II. Die Beschwerde hat keinen Erfolg, da die geltend gemachten Zulassungsgründe nicht vorliegen.

1. Die Rechtssache hat keine grundsätzliche Bedeutung, weil sich die von der Beschwerde bezeichnete Rechtsfrage, ob eine Aufrechnung des FA wirksam ist, die nach Aufhebung des Insolvenzverfahrens und vor Anordnung einer Nachtragsverteilung erklärt wird, nur so beantworten lässt, wie das FG es getan hat.

Die im Streitfall vom FA erklärte Aufrechnung war nicht gemäß § 96 Abs. 1 Nr. 1 der Insolvenzordnung (InsO) unzulässig. Zwar handelte es sich bei dem aus der Einkommensteuerveranlagung 2004 resultierenden Erstattungsanspruch des Schuldners um einen nach Eröffnung des Insolvenzverfahrens begründeten Anspruch, der nach § 35 Abs. 1 InsO in die Insolvenzmasse fiel, jedoch gelten die besonderen, die Aufrechnung durch Insolvenzgläubiger betreffenden Vorschriften der §§ 94 bis 96 InsO nur während des Insolvenzverfahrens. Nach der Aufhebung des Insolvenzverfahrens hingegen können die Insolvenzgläubiger nach § 201 Abs. 1 InsO ihre Forderungen gegen den Schuldner unbeschränkt geltend machen. Daher kann ein Insolvenzgläubiger nach Aufhebung des Insolvenzverfahrens die Aufrechnung gegen Forderungen des Schuldners erklären, die zwar während des Insolvenzverfahrens begründet, jedoch nicht ermittelt wurden oder aus anderen Gründen nicht in die Schlussverteilung eingegangen sind und über die der Schuldner nunmehr wieder frei verfügen kann, da sie nicht mehr der Insolvenzbeschlagnahme (§ 80 Abs. 1 InsO) unterliegen.

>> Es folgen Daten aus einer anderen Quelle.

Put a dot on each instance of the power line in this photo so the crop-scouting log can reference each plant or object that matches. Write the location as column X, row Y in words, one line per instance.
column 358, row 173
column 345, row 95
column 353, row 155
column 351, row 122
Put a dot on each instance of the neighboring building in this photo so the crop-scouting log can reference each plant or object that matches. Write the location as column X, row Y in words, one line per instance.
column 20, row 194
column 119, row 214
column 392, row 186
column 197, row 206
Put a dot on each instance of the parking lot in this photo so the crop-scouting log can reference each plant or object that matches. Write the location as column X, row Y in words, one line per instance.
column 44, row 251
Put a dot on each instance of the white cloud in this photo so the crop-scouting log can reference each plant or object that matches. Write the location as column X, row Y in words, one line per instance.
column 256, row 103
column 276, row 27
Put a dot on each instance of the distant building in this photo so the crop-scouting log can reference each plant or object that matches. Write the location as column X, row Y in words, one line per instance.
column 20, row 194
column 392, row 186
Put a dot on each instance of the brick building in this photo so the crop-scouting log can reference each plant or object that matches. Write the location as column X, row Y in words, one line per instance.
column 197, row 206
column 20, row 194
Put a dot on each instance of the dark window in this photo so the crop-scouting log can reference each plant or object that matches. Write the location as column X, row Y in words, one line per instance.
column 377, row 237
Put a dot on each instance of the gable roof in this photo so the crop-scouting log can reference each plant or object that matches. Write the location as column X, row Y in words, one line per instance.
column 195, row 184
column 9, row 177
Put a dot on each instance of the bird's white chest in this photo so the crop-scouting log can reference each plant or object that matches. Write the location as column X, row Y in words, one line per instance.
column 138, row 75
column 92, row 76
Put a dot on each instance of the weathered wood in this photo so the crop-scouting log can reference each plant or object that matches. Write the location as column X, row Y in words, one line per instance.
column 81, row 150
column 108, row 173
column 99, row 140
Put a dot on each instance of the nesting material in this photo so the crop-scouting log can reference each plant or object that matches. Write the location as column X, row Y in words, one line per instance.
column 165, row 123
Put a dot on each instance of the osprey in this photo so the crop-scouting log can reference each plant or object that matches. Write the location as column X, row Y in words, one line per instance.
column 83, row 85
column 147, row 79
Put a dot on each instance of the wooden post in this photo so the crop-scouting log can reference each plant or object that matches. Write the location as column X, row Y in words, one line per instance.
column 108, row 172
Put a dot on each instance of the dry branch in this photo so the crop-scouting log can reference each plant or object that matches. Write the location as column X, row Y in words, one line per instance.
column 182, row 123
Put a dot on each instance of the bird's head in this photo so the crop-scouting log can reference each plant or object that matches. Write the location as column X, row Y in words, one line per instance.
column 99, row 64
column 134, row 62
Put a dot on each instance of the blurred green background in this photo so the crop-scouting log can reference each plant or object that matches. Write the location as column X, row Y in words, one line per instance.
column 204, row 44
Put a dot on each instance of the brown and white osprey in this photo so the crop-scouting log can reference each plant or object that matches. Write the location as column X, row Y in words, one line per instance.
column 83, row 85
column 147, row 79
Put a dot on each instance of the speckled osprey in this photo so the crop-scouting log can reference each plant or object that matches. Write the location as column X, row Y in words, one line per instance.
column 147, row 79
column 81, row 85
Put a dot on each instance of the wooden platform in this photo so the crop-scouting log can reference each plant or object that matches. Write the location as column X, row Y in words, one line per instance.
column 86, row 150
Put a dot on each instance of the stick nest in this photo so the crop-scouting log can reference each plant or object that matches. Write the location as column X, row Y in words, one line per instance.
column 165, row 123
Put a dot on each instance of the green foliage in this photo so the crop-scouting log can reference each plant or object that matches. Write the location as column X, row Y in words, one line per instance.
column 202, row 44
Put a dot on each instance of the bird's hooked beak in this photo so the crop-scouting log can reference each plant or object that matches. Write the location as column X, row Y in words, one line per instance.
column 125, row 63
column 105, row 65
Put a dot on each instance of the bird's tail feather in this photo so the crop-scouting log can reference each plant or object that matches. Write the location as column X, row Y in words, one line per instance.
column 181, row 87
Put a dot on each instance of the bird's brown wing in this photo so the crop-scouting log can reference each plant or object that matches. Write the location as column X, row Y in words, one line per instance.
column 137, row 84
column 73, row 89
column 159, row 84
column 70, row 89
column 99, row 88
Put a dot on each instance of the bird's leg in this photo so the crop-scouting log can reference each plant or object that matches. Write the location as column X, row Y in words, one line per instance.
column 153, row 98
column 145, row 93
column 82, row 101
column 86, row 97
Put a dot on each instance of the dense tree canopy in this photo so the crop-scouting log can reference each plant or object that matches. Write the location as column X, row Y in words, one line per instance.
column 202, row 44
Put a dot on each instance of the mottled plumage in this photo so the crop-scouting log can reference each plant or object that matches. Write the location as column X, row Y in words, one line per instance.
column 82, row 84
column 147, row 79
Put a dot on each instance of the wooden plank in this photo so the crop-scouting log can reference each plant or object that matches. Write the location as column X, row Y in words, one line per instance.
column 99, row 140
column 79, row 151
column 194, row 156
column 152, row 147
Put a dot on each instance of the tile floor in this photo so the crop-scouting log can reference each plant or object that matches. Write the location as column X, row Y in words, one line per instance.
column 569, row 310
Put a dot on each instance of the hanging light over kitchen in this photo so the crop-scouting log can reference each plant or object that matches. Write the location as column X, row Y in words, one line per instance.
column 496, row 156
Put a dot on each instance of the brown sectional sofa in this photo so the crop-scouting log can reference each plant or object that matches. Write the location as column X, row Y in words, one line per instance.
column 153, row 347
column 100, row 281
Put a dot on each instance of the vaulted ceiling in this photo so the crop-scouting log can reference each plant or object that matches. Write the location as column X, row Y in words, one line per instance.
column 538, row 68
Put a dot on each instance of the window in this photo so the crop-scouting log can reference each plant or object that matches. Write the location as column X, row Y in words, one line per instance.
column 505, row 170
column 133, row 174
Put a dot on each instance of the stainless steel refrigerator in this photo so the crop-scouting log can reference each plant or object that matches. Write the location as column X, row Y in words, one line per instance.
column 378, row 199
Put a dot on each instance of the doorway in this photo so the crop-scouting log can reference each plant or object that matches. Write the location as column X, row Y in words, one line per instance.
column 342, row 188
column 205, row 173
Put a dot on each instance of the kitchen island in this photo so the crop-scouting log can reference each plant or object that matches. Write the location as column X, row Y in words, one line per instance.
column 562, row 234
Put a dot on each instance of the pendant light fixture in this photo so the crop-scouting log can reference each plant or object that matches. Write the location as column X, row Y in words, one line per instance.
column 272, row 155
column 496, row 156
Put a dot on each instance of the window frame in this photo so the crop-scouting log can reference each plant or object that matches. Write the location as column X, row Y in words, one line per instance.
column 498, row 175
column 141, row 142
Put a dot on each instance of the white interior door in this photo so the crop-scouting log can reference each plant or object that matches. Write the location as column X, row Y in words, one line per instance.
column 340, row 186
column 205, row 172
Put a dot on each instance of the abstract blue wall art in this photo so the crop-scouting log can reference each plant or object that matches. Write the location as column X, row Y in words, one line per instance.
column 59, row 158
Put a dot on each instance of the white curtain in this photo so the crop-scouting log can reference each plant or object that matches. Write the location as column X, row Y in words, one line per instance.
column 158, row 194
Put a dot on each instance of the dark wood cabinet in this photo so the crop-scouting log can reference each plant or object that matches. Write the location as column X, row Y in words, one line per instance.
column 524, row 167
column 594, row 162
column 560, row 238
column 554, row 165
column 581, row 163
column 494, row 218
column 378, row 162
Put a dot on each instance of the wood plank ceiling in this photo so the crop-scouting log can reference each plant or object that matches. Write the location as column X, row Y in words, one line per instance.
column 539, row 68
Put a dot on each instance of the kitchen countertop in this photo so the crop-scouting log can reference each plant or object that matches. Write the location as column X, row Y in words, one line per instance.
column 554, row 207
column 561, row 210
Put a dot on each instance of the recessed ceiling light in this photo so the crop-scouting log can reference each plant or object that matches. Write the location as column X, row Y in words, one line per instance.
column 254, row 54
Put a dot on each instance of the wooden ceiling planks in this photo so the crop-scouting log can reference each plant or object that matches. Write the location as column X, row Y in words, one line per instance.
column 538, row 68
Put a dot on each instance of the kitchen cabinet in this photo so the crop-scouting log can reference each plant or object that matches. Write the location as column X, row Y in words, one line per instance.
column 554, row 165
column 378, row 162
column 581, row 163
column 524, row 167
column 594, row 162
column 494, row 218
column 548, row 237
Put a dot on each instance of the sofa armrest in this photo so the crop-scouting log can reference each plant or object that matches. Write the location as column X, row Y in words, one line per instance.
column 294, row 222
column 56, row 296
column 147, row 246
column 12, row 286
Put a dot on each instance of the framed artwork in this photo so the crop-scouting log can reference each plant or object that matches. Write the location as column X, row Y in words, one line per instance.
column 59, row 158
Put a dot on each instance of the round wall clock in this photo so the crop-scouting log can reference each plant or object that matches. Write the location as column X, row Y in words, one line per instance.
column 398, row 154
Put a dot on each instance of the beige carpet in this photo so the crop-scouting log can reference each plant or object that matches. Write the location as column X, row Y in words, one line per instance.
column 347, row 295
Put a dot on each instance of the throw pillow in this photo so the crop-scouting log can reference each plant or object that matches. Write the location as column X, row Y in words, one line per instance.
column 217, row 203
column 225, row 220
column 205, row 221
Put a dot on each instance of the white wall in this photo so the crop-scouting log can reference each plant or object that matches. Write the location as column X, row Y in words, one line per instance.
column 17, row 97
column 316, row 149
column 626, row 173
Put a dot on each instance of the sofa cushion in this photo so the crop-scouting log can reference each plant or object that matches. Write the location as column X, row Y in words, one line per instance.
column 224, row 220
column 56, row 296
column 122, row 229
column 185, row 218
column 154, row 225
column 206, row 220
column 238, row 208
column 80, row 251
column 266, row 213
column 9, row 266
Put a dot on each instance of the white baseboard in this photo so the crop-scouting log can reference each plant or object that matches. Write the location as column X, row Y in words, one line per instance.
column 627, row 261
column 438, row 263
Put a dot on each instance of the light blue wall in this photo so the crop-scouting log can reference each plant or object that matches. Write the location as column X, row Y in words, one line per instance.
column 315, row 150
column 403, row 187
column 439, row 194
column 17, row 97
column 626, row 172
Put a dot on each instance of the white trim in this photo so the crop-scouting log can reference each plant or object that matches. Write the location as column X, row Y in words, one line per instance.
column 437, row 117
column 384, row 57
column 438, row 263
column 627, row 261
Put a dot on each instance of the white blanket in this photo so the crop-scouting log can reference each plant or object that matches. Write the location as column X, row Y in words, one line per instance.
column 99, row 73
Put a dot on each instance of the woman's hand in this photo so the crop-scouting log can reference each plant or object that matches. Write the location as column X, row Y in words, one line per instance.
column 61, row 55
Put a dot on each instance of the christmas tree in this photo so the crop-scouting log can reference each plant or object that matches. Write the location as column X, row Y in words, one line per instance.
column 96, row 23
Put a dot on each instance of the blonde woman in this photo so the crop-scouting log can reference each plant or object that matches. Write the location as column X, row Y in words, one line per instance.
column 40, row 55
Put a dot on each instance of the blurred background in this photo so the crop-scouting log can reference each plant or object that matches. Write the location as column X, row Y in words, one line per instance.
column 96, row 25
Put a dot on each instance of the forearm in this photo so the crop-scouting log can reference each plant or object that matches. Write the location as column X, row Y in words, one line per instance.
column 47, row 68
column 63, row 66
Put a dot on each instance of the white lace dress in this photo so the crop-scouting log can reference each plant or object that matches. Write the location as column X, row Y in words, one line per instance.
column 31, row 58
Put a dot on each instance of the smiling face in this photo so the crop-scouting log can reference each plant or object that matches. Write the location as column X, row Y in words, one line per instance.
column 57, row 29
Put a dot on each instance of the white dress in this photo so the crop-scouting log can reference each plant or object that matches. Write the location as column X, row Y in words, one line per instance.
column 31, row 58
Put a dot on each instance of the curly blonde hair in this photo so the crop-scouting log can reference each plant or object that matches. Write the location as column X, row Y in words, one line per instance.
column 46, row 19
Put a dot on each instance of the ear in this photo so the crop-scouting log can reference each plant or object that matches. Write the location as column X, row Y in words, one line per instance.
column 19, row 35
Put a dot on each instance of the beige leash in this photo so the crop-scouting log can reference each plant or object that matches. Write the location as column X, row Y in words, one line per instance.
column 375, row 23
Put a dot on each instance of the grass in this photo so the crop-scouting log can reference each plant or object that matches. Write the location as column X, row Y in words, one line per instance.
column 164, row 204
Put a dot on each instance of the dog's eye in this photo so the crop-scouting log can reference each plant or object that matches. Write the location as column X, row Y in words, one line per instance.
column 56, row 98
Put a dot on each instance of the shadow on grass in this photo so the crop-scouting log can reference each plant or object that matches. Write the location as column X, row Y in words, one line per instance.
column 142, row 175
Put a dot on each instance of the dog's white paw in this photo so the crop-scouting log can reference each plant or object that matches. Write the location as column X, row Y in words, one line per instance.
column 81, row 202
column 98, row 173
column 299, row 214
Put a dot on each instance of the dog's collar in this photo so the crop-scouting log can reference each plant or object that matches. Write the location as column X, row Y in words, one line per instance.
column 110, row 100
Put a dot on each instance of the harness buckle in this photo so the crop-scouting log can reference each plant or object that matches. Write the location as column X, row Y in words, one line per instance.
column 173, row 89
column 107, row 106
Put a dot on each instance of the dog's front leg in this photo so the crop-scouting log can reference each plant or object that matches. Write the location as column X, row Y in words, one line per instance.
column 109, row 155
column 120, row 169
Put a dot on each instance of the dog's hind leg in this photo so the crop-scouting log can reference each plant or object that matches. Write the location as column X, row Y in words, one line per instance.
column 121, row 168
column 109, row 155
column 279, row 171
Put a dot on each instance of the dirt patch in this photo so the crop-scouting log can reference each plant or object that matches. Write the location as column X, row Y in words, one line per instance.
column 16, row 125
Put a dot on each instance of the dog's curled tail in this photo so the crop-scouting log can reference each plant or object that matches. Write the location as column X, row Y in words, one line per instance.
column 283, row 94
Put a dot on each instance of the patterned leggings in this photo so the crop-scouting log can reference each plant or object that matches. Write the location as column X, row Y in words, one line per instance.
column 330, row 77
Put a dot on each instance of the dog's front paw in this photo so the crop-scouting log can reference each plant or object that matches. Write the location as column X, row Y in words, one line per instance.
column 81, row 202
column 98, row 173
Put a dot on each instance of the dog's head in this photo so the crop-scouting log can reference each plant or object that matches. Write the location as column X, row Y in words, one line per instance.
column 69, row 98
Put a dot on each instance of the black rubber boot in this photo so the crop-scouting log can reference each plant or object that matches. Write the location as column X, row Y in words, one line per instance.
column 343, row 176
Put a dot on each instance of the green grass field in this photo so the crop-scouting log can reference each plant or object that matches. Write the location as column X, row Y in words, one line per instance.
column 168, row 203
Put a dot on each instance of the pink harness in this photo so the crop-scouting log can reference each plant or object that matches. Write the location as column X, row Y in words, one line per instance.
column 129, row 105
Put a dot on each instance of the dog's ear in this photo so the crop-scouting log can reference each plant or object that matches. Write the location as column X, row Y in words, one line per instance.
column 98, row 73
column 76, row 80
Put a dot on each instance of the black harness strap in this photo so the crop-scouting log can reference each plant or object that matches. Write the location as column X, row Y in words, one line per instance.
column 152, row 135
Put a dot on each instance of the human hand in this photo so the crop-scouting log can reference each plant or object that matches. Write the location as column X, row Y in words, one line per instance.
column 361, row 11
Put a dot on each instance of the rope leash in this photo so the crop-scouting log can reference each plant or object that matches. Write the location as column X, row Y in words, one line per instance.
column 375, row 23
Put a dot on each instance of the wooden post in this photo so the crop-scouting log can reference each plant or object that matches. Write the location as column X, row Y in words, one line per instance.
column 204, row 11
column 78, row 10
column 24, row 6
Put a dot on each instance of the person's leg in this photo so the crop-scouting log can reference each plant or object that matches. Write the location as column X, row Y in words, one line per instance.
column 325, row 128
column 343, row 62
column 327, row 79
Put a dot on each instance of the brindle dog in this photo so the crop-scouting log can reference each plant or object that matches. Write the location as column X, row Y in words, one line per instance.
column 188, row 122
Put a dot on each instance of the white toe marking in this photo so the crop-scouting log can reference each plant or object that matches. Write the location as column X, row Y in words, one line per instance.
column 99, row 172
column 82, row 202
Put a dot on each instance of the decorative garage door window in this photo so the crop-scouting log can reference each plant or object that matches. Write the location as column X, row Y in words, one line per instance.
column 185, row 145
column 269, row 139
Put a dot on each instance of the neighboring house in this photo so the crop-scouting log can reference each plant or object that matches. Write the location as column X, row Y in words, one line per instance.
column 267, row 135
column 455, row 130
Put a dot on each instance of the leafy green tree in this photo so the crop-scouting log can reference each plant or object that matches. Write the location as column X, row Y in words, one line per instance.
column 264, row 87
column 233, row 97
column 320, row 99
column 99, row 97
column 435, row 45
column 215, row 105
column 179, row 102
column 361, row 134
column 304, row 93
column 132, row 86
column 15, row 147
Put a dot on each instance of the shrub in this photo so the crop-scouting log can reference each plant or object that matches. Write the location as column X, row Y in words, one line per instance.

Etwas anderes gilt auch nicht während der sog. Wohlverhaltensphase nach Ankündigung der Restschuldbefreiung. So hat der Senat bereits entschieden, dass das FA nach Aufhebung des Insolvenzverfahrens während der sog. Wohlverhaltensphase gegen Lohnsteuererstattungsansprüche des Schuldners die Aufrechnung erklären kann, weil der InsO keine die Aufrechnungsbefugnis von Insolvenzgläubigern in der Wohlverhaltensperiode ausschließende Bestimmung zu entnehmen ist und dies insbesondere auch nicht aus dem Zwangsvollstreckungsverbot des § 294 Abs. 1 InsO hergeleitet werden kann (Senatsurteile vom 21. November 2006 VII R 1/06, BFHE 216, 1, BStBl II 2008, 272, und VII R 66/05, BFH/NV 2007, 1066).

Wird eine zur Insolvenzmasse gehörende Forderung des Schuldners --wie im Streitfall-- erst nachträglich ermittelt, kann zwar eine Nachtragsverteilung auch dann angeordnet werden, wenn das Insolvenzverfahren bereits aufgehoben worden ist (§ 203 Abs. 1 Nr. 3 Abs. 2 InsO). In diesem Fall tritt aber eine erneute Insolvenzbeschlagnahme bezüglich dieser Forderung erst mit dem Beschluss über die Anordnung der Nachtragsverteilung ein, dem keine Rückwirkung zukommt (MünchKommInsO/ Hintzen, § 203 Rz 21; Hess, Insolvenzrecht, Großkommentar, § 203 Rz 29; Uhlenbruck, Insolvenzordnung, 12. Aufl., § 203 Rz 12, jeweils m.w.N.).

2. Der Zulassungsgrund der Sicherung einer einheitlichen Rechtsprechung ist nicht gegeben, weil das FG-Urteil --anders als die Beschwerde meint-- nicht von dem Senatsbeschluss vom 7. Juni 2006 VII B 329/05 (BFHE 212, 436, BStBl II 2006, 641) abweicht. Der Senat hat in jenem Beschluss ausgeführt, dass eine erst nach dem Schlusstermin ermittelte zur Insolvenzmasse gehörende Forderung des Schuldners nicht aus der Insolvenzbeschlagnahme entlassen, sondern ggf. nach § 203 Abs. 1 Nr. 3 InsO Gegenstand einer Nachtragsverteilung ist und dass, falls diese Anordnung erst nach Aufhebung des Insolvenzverfahrens ergeht, damit eine erneute Insolvenzbeschlagnahme bezüglich dieser Forderung eintritt. Dies bedeutet gerade nicht, dass mit der Anordnung der Nachtragsverteilung nach Aufhebung des Insolvenzverfahrens die nachträglich ermittelten Gegenstände der Masse der Insolvenzbeschlagnahme rückwirkend unterfallen.